Monday, Apr. 11, 1949
Old Standby
For the past year, radio's Tex McCrary has been looking at television with a speculative eye. An A.A.F. lieutenant colonel (he jumped with paratroops into France) and ex-newsman (chief editorial writer of the New York tabloid Mirror), McCrary was confident that he could survive TV's headaches. He was also shrewd enough to know that he had a TV asset in his pretty brunette wife Jinx Falkenburg, onetime model and cinemactress, who shares his over-the-breakfast-table radio show.
McCrary figured that the TV audience was ready for something different from the vaudeville routines offered by the Hooperating leaders (Milton Berle, Arthur Godfrey, Ed Sullivan). "TV eats up material so fast," he reasoned, "that the only dependable source is the day-to-day flow of news." Mixing the techniques of newsreel, theater and movies, McCrary developed an ambitious show called Preview, a "magazine of the air," which Philip Morris sponsored.
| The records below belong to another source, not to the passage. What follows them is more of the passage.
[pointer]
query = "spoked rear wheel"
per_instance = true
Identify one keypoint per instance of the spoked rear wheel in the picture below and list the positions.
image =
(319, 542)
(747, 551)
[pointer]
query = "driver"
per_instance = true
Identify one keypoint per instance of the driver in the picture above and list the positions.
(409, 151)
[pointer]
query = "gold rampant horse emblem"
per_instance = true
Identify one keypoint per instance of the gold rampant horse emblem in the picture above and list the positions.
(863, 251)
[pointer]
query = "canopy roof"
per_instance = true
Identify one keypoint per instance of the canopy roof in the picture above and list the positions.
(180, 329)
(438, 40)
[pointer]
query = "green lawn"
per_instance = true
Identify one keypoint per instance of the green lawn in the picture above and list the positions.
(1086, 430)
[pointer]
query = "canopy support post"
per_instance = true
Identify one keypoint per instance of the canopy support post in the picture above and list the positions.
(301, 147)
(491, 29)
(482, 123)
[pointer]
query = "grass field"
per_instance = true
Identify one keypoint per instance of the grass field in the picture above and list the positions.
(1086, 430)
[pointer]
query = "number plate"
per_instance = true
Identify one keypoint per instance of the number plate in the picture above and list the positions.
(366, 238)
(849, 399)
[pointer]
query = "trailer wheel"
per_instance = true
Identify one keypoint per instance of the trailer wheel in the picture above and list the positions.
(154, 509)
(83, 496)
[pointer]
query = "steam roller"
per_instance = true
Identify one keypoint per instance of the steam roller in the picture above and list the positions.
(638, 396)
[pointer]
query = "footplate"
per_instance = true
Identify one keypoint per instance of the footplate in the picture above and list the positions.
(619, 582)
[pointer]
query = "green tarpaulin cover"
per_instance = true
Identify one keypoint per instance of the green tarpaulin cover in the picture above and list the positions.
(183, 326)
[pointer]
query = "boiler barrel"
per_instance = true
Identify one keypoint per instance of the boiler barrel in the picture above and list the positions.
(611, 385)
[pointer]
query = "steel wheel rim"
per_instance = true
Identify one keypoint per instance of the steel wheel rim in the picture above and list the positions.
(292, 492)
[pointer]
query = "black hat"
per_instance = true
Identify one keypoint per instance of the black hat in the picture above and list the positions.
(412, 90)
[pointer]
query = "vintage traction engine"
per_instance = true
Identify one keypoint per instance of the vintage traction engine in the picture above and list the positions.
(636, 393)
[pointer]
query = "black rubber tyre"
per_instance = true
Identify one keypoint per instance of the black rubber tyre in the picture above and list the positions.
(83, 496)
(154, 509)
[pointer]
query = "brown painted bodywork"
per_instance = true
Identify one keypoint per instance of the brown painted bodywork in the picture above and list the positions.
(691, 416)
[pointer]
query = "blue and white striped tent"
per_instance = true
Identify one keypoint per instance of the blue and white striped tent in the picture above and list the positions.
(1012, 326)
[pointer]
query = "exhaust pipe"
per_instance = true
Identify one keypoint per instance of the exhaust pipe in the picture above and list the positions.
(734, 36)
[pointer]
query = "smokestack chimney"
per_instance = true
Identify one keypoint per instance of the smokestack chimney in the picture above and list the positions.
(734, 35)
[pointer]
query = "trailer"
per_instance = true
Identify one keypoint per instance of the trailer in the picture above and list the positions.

Last month, Preview went on the air (Mon. 8 p.m., CBS-TV).
The opening show ran $5,200 over its budget and was a wretched failure. McCrary knocked over an easel loaded with placards which never did get put back in proper order; gremlins got into the balopticon (magic lantern), and the audio-control system went haywire. A less tenacious man than McCrary might have been crushed by the reviews (Variety: ". . . fantastically bad"; New York Times: ". . . involved hocus-pocus").
But in the weeks that followed, Preview steadied down into a sense-making 30 minutes, with the emphasis switched from news to guest stars. Last week, Preview took an editorial look at the phrasemaking of Winston Churchill. Then it turned quickly to such eye-catching items as the Katherine Dunham dancers, Singer Eugenie Baird, Cinemactor Kirk Douglas. It was a crisp, entertaining, fast-paced show, and its climbing Hooperating put it right up in the first ten. But it was no longer a news-reporting "magazine of the air." More & more, McCrary's Preview was beginning to look like that old TV standby--vaudeville.